Just today we learned that the Oregonian will all but end delivery to many parts of Oregon next month, offering same-day delivery only around the Portland area and a couple of other cities. The print product, apparently, will focus on Portland, but the paper’s online presence will continue to have statewide news coverage. There are also rumors that the paper will soon scale back the print edition to three or four times a week.
These changes could force the print edition to focus on longform narrative and news analysis. It’s a reality that matches almost exactly the kind of publication a deputy managing editor and narrative artist at a major western newspaper recently forecast in an e-mail.
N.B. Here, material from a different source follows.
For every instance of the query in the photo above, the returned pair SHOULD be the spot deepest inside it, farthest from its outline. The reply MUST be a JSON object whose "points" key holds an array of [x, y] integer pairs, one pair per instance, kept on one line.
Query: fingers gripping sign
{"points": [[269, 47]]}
That said, I think the future of storytelling is not on ink and paper but on the Web. Online journalism offers a bunch of options for combining media, not just in ways that complement a text story, but in ways where the media play off each other and actually combine to drive a narrative. For example, a writer might frame a story with words, but when it comes time to describe what or how someone said something, a little video of the subject in context and mid-narrative might be more powerful than a writer simply pounding a quote into a keyboard. Illustrating an action in the story with video or audio in way where it blends with the text might be effective. It might jar readers/viewers for a while because the idea would be that they don’t finish entirely one element in a single medium before changing mediums. The story might create a seamless narrative while stitching together various media.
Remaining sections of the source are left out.